Les délais d’instruction sont modifiés aussi : pour les permis de construire, d’aménager ou de démolir, ils sont limités à un mois. Pour les déclarations préalables, ce sera quinze jours. Quand la délivrance de l’autorisation d’urbanisme est subordonnée au recueil préalable de l’avis, de l’accord ou de l’autorisation d’un organisme ou d’une autorité administrative, l’autorité compétente lui transmet un exemplaire du dossier, dans les cinq jours suivant sa réception. Les majorations ou prolongations du délai d’instruction de la demande d’urbanisme découlant de l’application de règles de délivrance prévues par d’autres législations que celle de l’urbanisme sont limitées à quinze jours à compter de la réception du dossier par l’organisme ou l’autorité administrative concernés.
L’ordonnance permet aussi, lorsque la réalisation des travaux requiert l’accomplissement préalable d’une procédure de participation du public, à l’autorité compétente de recourir à une procédure de participation du public par voie électronique en lieu et place d’une enquête publique.
Attention, la demande d’autorisation d’urbanisme doit préciser que le projet est soumis au régime dérogatoire prévu par cette ordonnance et, le cas échéant, contenir une motivation spécifique des adaptations de la construction initiale envisagées. De même, cette ordonnance ne s’applique qu’aux demandes d’autorisations d’urbanisme déposées dans les dix-huit mois à compter de son entrée en vigueur.
Accélérer le financement
La seconde ordonnance permet d’accélérer les attributions du fonds de compensation de la TVA (FCTVA) en instaurant une dérogation au régime de versement des attributions de FCTVA. En effet, le régime de droit commun conduit à attribuer les droits au FCTVA deux ans après l’exécution des dépenses éligibles. Pour les dépenses liées à la réparation des dommages directement causés par les actes de dégradation et de destruction de l’été dernier, l’ordonnance prévoit une attribution systématique, et pour tous les bénéficiaires, de FCTVA l’année d’exécution de ces dépenses.
Cette ordonnance adapte aussi le cadre applicable aux subventions versées aux collectivités territoriales et à leurs groupements, et qui sont plafonnées en application de l’article L. 1111-10 du CGCT. En principe, sauf dérogation expresse prévue par la loi, toute collectivité territoriale ou groupement, maître d’ouvrage d’une opération d’investissement, doit assurer une participation minimale au financement de ce projet fixée à 20 % du montant total des financements apportés par les personnes publiques à ce projet, explique le gouvernement. Pour accélérer la réparation des dommages, cette obligation de participation minimale du maître d’ouvrage ne sera pas applicable au financement des projets de reconstructions. Ces derniers pourront donc, le cas échéant, bénéficier de subventions allant jusqu’à 100% du coût des travaux.
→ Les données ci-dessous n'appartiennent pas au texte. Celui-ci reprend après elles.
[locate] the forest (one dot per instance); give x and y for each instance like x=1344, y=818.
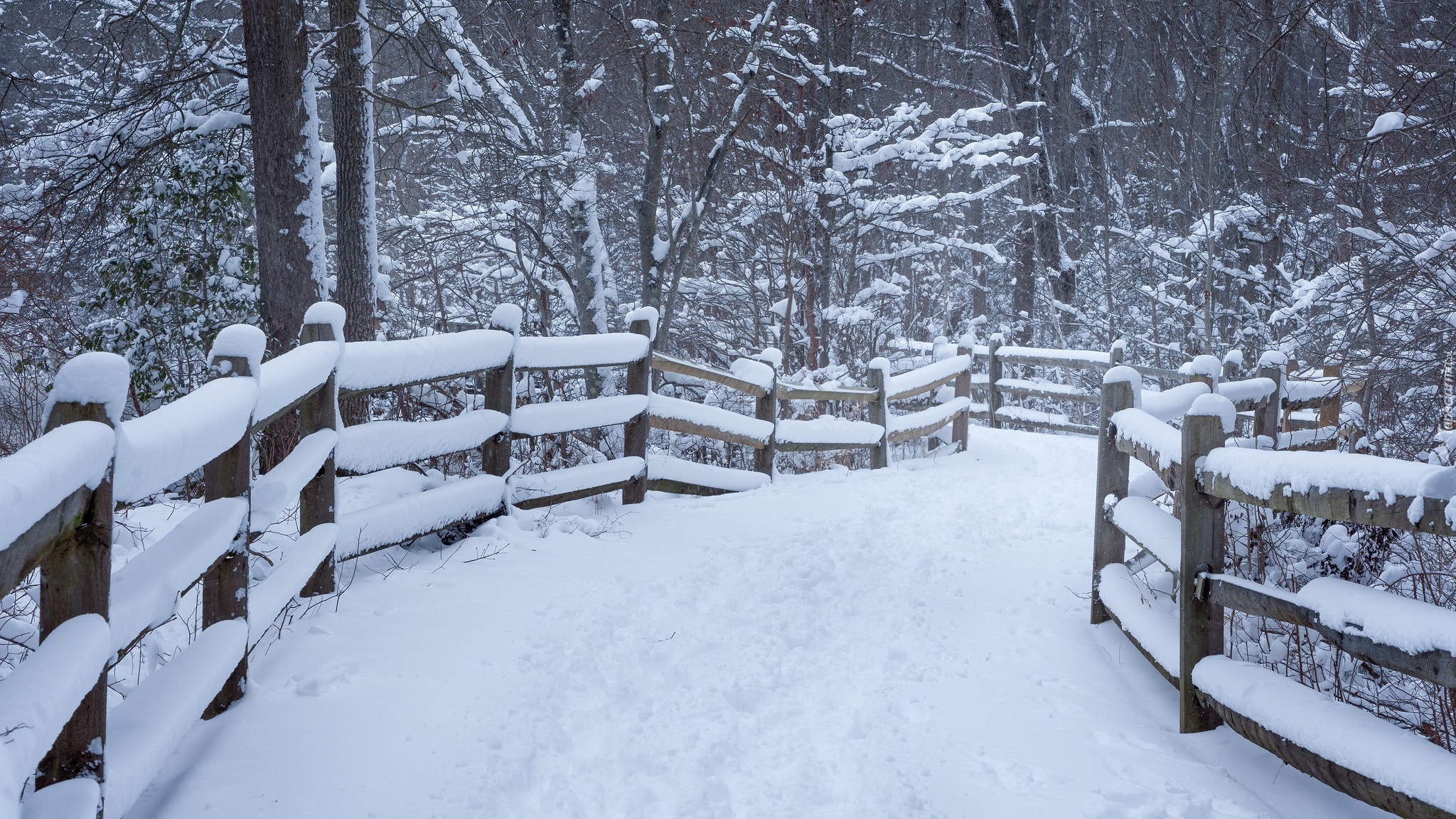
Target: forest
x=829, y=178
x=590, y=247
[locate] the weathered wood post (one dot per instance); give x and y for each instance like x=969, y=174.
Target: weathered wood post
x=500, y=394
x=1265, y=416
x=878, y=378
x=1232, y=363
x=1200, y=623
x=321, y=412
x=640, y=382
x=225, y=585
x=1329, y=410
x=993, y=368
x=961, y=426
x=76, y=573
x=1120, y=387
x=766, y=408
x=1286, y=412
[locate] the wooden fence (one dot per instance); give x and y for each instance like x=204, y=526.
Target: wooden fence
x=1204, y=469
x=58, y=494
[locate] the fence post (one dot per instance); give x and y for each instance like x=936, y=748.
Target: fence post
x=1329, y=410
x=321, y=412
x=993, y=368
x=961, y=426
x=1120, y=390
x=633, y=437
x=1265, y=416
x=878, y=378
x=766, y=408
x=1200, y=623
x=225, y=585
x=500, y=394
x=76, y=576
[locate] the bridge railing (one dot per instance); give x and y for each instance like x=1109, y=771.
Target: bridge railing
x=1184, y=638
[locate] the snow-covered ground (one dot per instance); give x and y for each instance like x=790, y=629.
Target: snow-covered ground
x=900, y=643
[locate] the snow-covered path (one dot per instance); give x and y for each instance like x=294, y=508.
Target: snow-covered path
x=900, y=643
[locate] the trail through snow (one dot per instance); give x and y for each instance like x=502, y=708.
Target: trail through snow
x=909, y=641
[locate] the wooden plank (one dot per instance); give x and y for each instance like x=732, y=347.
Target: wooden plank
x=1265, y=416
x=76, y=580
x=225, y=587
x=29, y=550
x=1336, y=776
x=880, y=414
x=1346, y=506
x=766, y=408
x=498, y=390
x=1142, y=560
x=790, y=391
x=1046, y=392
x=412, y=538
x=1200, y=621
x=1143, y=652
x=924, y=429
x=319, y=410
x=693, y=369
x=693, y=429
x=1161, y=373
x=1053, y=426
x=931, y=387
x=262, y=424
x=1108, y=542
x=680, y=488
x=1432, y=666
x=575, y=494
x=1149, y=458
x=407, y=385
x=822, y=446
x=1253, y=601
x=993, y=373
x=1050, y=362
x=961, y=426
x=635, y=433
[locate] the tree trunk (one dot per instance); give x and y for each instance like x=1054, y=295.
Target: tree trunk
x=655, y=102
x=1021, y=30
x=284, y=178
x=589, y=257
x=357, y=255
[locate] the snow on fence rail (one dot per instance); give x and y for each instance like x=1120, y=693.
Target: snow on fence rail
x=1334, y=742
x=58, y=493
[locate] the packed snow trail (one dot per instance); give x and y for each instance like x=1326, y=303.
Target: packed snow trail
x=909, y=641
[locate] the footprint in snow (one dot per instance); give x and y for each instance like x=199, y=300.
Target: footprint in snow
x=326, y=678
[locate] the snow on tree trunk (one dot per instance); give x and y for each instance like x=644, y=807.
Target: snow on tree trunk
x=357, y=255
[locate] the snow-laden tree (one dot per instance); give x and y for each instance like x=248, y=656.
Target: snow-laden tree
x=183, y=266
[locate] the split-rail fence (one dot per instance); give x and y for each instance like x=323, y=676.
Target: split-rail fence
x=60, y=493
x=1204, y=465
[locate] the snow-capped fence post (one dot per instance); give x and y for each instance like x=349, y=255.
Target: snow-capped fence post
x=76, y=573
x=1120, y=387
x=500, y=394
x=225, y=585
x=993, y=370
x=635, y=432
x=1265, y=416
x=766, y=408
x=1200, y=621
x=319, y=412
x=878, y=378
x=961, y=426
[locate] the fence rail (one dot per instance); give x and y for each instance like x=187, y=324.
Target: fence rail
x=57, y=496
x=1204, y=469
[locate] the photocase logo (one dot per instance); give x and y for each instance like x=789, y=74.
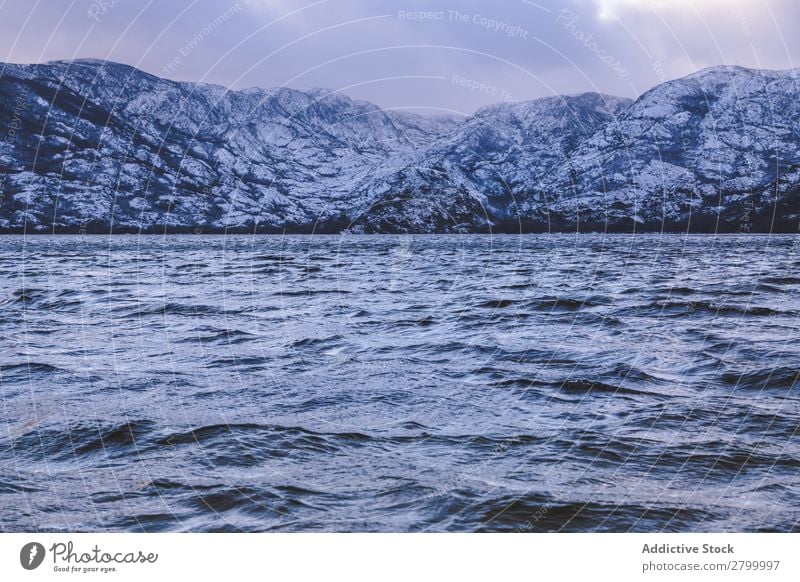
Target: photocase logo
x=31, y=556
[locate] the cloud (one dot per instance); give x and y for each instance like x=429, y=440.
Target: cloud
x=369, y=50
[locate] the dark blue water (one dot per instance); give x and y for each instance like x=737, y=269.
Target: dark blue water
x=475, y=383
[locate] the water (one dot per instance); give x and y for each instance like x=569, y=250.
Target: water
x=443, y=383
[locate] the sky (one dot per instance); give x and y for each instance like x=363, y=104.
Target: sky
x=431, y=56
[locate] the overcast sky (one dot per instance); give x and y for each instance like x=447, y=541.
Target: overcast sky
x=428, y=55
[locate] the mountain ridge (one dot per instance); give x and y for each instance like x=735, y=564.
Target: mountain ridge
x=103, y=147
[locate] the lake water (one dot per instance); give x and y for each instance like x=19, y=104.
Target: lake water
x=391, y=383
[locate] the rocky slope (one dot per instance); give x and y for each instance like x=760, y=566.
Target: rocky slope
x=90, y=145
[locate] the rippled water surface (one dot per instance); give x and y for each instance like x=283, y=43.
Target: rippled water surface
x=477, y=383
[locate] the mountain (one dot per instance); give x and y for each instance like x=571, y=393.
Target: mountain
x=98, y=146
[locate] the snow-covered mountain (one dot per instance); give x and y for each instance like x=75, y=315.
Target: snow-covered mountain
x=96, y=145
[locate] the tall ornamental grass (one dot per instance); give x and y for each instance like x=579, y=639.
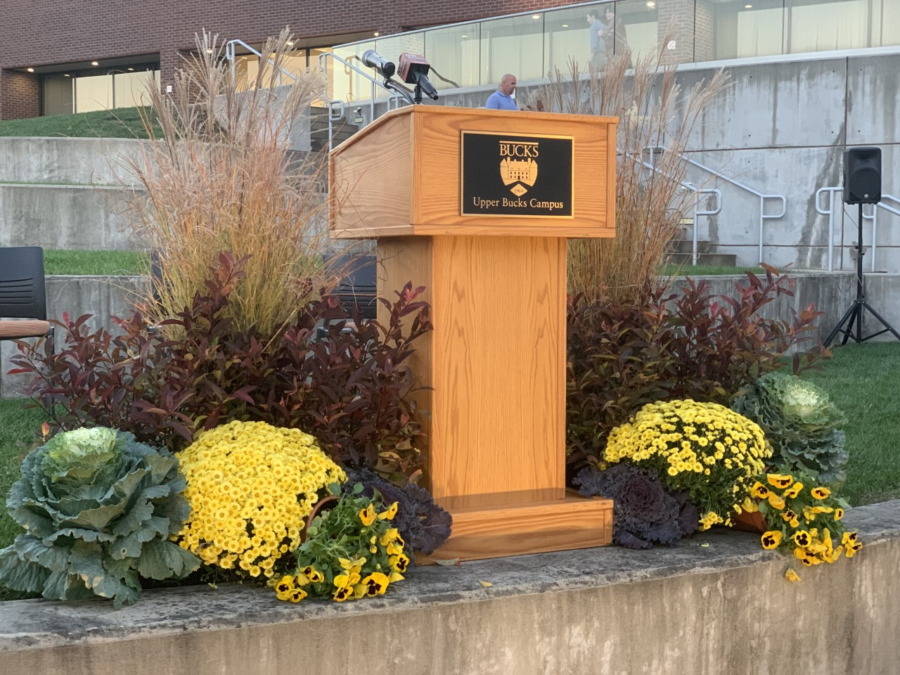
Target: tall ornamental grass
x=222, y=177
x=653, y=112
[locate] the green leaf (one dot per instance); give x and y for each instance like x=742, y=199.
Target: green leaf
x=19, y=574
x=100, y=517
x=134, y=519
x=164, y=560
x=32, y=549
x=131, y=545
x=56, y=585
x=86, y=561
x=80, y=533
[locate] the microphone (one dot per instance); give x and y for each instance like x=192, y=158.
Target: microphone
x=371, y=58
x=414, y=70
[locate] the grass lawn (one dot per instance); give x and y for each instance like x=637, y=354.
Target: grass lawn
x=118, y=123
x=95, y=262
x=705, y=270
x=16, y=426
x=862, y=381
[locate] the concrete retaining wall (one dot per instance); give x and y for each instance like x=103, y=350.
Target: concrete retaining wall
x=64, y=217
x=716, y=605
x=830, y=293
x=80, y=161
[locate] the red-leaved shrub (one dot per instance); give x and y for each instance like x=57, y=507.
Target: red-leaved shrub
x=667, y=345
x=333, y=374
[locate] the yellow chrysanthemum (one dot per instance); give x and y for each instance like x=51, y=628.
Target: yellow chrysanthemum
x=251, y=486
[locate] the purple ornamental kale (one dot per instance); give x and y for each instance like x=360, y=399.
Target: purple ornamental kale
x=423, y=524
x=645, y=513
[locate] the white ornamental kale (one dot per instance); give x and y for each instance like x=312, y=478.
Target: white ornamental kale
x=98, y=509
x=801, y=422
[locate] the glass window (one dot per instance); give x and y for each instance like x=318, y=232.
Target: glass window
x=822, y=25
x=347, y=85
x=640, y=21
x=888, y=33
x=132, y=88
x=513, y=45
x=93, y=93
x=739, y=28
x=454, y=54
x=57, y=95
x=567, y=38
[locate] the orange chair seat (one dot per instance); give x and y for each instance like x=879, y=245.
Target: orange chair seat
x=23, y=329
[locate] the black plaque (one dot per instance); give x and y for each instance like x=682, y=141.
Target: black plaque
x=514, y=175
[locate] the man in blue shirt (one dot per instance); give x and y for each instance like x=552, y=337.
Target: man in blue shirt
x=502, y=98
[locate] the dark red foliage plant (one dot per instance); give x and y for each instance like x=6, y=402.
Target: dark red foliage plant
x=331, y=373
x=666, y=345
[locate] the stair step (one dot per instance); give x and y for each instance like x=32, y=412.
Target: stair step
x=711, y=259
x=686, y=246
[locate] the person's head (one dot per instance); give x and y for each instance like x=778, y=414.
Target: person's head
x=507, y=84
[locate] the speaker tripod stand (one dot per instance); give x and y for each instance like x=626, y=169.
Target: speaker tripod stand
x=855, y=313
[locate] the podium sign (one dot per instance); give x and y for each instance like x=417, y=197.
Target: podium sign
x=430, y=183
x=502, y=176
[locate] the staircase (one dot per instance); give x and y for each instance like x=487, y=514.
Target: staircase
x=679, y=251
x=319, y=130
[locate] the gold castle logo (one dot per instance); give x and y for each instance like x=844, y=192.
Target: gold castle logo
x=518, y=166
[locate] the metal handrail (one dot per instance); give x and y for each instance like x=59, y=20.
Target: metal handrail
x=231, y=56
x=873, y=217
x=697, y=211
x=763, y=216
x=373, y=82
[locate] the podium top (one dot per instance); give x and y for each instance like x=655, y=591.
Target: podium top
x=438, y=170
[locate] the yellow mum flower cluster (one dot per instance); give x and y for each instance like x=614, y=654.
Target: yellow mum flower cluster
x=801, y=519
x=706, y=449
x=251, y=486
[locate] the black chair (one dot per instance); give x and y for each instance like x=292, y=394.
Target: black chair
x=22, y=294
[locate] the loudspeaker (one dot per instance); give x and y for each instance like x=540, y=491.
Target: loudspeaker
x=862, y=175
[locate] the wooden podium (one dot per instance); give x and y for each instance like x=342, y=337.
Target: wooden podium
x=476, y=205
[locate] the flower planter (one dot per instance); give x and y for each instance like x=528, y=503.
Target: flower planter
x=321, y=505
x=750, y=522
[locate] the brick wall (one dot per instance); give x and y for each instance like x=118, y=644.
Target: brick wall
x=37, y=34
x=704, y=27
x=19, y=95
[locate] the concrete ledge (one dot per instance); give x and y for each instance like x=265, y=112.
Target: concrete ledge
x=716, y=604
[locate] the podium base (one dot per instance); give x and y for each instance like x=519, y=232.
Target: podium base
x=499, y=531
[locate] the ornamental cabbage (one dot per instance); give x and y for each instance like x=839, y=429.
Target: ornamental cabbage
x=645, y=513
x=801, y=422
x=98, y=509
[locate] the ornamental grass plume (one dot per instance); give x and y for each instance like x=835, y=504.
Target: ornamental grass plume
x=222, y=177
x=653, y=112
x=705, y=449
x=251, y=486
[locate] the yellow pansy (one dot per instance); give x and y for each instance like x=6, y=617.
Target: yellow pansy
x=802, y=538
x=390, y=513
x=791, y=575
x=759, y=491
x=776, y=501
x=793, y=490
x=367, y=515
x=771, y=539
x=780, y=481
x=399, y=562
x=376, y=584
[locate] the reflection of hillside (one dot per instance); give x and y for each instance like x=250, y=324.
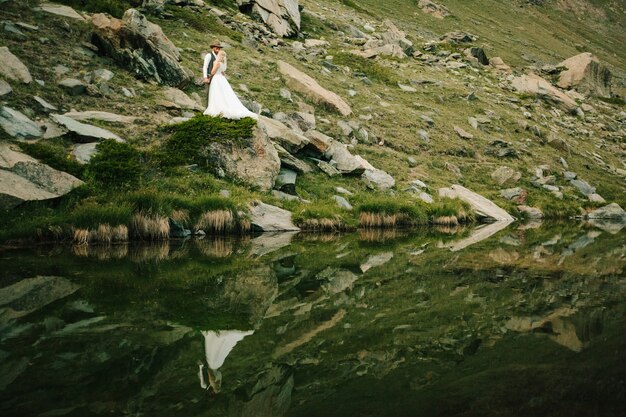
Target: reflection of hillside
x=339, y=328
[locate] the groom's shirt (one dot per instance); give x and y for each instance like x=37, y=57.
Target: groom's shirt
x=208, y=59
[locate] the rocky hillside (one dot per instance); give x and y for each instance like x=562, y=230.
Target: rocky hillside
x=371, y=114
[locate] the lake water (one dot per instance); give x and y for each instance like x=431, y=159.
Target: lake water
x=525, y=321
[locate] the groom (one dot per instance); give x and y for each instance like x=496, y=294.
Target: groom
x=207, y=68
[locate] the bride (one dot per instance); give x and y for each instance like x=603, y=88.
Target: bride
x=222, y=99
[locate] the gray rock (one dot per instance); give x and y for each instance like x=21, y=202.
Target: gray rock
x=83, y=152
x=531, y=212
x=583, y=187
x=611, y=211
x=257, y=163
x=267, y=218
x=481, y=205
x=84, y=132
x=569, y=175
x=16, y=124
x=47, y=107
x=140, y=46
x=379, y=179
x=596, y=198
x=5, y=88
x=73, y=86
x=23, y=178
x=342, y=202
x=426, y=198
x=286, y=181
x=505, y=174
x=12, y=68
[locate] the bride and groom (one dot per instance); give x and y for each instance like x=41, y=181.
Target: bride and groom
x=222, y=100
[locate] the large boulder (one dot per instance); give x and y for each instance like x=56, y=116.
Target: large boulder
x=482, y=206
x=12, y=68
x=284, y=136
x=140, y=46
x=586, y=74
x=281, y=16
x=257, y=163
x=267, y=218
x=535, y=85
x=299, y=81
x=83, y=132
x=18, y=125
x=23, y=178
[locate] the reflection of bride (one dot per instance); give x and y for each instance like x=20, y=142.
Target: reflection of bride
x=223, y=101
x=217, y=346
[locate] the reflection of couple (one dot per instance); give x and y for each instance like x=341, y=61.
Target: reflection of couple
x=217, y=346
x=222, y=100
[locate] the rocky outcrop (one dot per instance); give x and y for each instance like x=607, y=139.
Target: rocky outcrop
x=12, y=68
x=256, y=164
x=433, y=9
x=299, y=81
x=19, y=126
x=534, y=84
x=586, y=74
x=83, y=132
x=267, y=218
x=140, y=46
x=281, y=16
x=482, y=206
x=23, y=178
x=281, y=134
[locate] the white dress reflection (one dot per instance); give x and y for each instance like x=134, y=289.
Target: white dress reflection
x=217, y=346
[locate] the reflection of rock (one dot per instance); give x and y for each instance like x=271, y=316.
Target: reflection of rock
x=376, y=260
x=31, y=294
x=478, y=234
x=270, y=242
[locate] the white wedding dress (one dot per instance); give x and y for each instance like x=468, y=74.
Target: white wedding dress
x=223, y=101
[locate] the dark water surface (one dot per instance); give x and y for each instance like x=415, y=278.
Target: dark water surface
x=529, y=321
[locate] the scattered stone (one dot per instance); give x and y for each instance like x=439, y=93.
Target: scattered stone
x=481, y=205
x=596, y=198
x=585, y=73
x=83, y=152
x=299, y=81
x=16, y=124
x=280, y=133
x=267, y=218
x=286, y=181
x=140, y=46
x=612, y=211
x=181, y=99
x=462, y=133
x=23, y=178
x=583, y=187
x=12, y=68
x=59, y=10
x=425, y=197
x=534, y=84
x=505, y=174
x=73, y=86
x=530, y=212
x=84, y=132
x=342, y=202
x=433, y=9
x=5, y=88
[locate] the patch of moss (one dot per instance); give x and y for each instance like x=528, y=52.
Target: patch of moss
x=115, y=8
x=115, y=165
x=190, y=139
x=55, y=154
Enfin, est prévue une dérogation au plafonnement des fonds de concours qui peuvent être versés entre les établissements publics de coopération intercommunale à fiscalité propre et leurs communes. D’habitude, le montant total de ces fonds de concours, destinés au financement d’un équipement ou de son fonctionnement, ne peut excéder la part du financement assurée, hors subventions, par le bénéficiaire du fonds de concours. L’ordonnance supprime exceptionnellement cette limite pour laisser la possibilité de mobiliser les ressources disponibles et d’accélérer la réparation des dommages causés aux biens des collectivités.